HONG KONG (Reuters) – Asia-Pacific borrowers more than doubled issuance of bonds tied to environmental, social and governance (ESG) themes to a record $69 billion this year, data showed, as they sought to burnish their sustainability credentials and tap red-hot investor demand.
Bankers say the trend will continue, boosting their fee incomes. Some of the biggest global investment banks are bulking up their teams to cope with the increased ESG-related bond deals.
ESG-related issuances from companies, government bodies and other institutions in Asia-Pacific (excluding Japan) this year have outpaced those by U.S. issuers for the first time in two years.
Asia-Pacific entities are fast-tracking their ESG plans, taking advantage of abundant liquidity and soaring demand from global investors who are keen to increase their exposure to the region as economies recover from the impact of the COVID-19 pandemic with the growing rollout of vaccinations.
Data from Refinitiv showed that of the $69.1 billion in ESG bonds issued in Asia-Pacific so far this year, green bonds were the most common, accounting for 70% of the deals and ahead of sustainability-linked bonds, which made up 20%.

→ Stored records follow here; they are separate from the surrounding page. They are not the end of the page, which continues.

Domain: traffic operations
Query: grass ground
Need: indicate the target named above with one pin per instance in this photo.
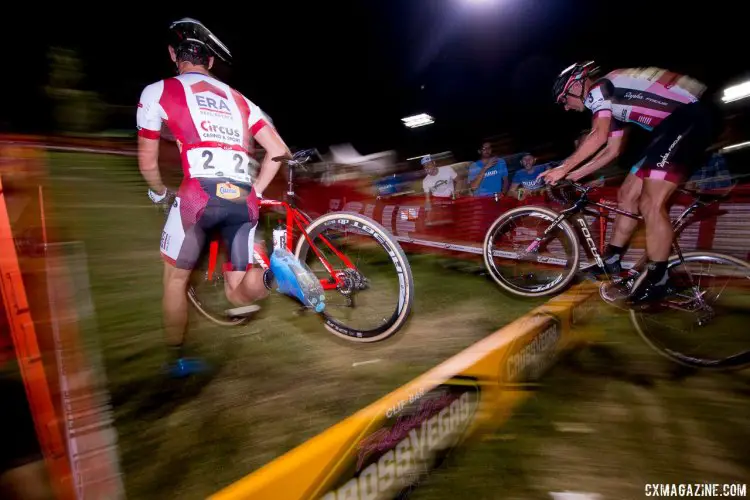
(282, 378)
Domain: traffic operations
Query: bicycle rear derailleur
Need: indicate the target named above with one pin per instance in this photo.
(351, 281)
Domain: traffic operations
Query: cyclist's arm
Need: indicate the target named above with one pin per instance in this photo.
(271, 141)
(148, 163)
(602, 159)
(149, 118)
(592, 143)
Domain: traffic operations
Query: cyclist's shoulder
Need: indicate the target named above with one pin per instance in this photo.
(153, 89)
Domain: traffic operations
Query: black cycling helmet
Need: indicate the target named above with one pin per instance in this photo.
(190, 36)
(574, 73)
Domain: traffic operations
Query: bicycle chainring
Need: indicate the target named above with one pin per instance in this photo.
(351, 281)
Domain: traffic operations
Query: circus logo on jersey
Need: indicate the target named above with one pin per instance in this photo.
(219, 132)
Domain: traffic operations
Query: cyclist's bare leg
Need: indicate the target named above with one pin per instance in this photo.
(175, 304)
(653, 205)
(627, 199)
(243, 288)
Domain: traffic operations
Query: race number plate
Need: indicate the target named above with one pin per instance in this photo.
(219, 163)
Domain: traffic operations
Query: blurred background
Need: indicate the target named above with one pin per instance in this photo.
(343, 77)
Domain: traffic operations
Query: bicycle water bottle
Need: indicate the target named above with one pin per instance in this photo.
(279, 236)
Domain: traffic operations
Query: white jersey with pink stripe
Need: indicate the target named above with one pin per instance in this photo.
(212, 123)
(644, 96)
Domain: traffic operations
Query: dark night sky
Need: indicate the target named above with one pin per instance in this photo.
(347, 71)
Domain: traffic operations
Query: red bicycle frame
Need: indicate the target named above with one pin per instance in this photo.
(293, 218)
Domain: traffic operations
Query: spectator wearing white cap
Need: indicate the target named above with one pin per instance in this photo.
(439, 181)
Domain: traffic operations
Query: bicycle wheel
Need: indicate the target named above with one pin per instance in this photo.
(704, 324)
(521, 266)
(206, 292)
(378, 291)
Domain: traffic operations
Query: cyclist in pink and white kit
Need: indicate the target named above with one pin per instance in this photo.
(668, 105)
(212, 124)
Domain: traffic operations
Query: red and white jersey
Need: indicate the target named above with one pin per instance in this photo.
(212, 123)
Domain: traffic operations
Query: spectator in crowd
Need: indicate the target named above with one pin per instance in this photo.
(526, 180)
(713, 175)
(489, 174)
(440, 182)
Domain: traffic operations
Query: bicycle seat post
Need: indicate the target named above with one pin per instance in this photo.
(290, 185)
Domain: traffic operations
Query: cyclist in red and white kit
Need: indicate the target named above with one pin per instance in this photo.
(213, 125)
(669, 105)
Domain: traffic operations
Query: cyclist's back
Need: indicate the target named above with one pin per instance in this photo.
(644, 96)
(213, 124)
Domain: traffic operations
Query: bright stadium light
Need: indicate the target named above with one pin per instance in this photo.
(734, 147)
(419, 120)
(736, 92)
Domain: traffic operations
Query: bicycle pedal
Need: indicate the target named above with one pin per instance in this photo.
(242, 311)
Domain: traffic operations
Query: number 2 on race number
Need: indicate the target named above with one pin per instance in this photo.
(238, 168)
(208, 163)
(208, 155)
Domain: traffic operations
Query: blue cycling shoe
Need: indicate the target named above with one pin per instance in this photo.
(184, 367)
(296, 280)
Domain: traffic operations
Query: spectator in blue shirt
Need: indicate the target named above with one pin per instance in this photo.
(713, 175)
(489, 174)
(526, 179)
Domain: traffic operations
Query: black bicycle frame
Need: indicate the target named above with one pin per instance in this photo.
(579, 208)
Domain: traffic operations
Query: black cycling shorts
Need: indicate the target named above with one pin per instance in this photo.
(203, 206)
(679, 144)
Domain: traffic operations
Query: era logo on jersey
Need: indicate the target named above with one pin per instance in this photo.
(211, 104)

Chinese entities issued 51.3% of the ESG bonds in the region, ahead of South Korea which accounted for 21.2%.
“Demand for green deposits, loans and access to capital markets is running at record levels versus prior years and is gathering further momentum,” said Kaleem Rizvi, Citigroup (NYSE:C)’s head of corporate banking in Asia Pacific.
“More clients are realising they need a clear ESG strategy. Investors and other stakeholders are demanding it and they don’t want to be left behind.”
So far in 2021, Citi has been involved in ESG-related financing deals in Asia Pacific worth nearly $25 billion, six times more than the year-ago period – including a Hong Kong government $2.5 billion green bond.
China Development Bank raised $3 billion in a green bond in March and the Asian Infrastructure Investment Bank carried out a $2.9 billion deal in January, the data showed.
Climate change and other green issues are high on the agenda of most Asian governments, and financial regulators, such as in Hong Kong and Singapore, have also begun changing rules to force companies to better disclose their environmental impact.
Hong Kong announced in December that financial institutions and listed companies will have to disclose the financial impact of climate change on their businesses, as outlined in a major global standard, by 2025.
There have been 234 ESG-linked bond issuances in Asia- Pacific this year, nearly trebling from the same time-frame last year, Refinitiv data showed.
In the United States, there have only been 86 deals, which raised $53.1 billion. In Europe, the traditional ESG market leader, $248.1 billion in ESG-related bonds have been issued in 2021, at least three times more than the same time last year.
A risk for investors in ESG-related bonds in China and other Asia-Pacific markets is ‘greenwashing’, or issuers exaggerating their environmental credentials which has led to caution among some bond buyers.
“Investors have an expansive appetite at the moment but there is also an increasingly discerning approach to investing; they don’t want to get burnt with a greenwashing label,” said Kamran Khan, Deutsche Bank (DE:DBKGn)’s head of ESG for Asia Pacific.
“They have a lot of capital, they want to invest it in ESG transactions, but they want them to be of very high quality with substantiated impact.”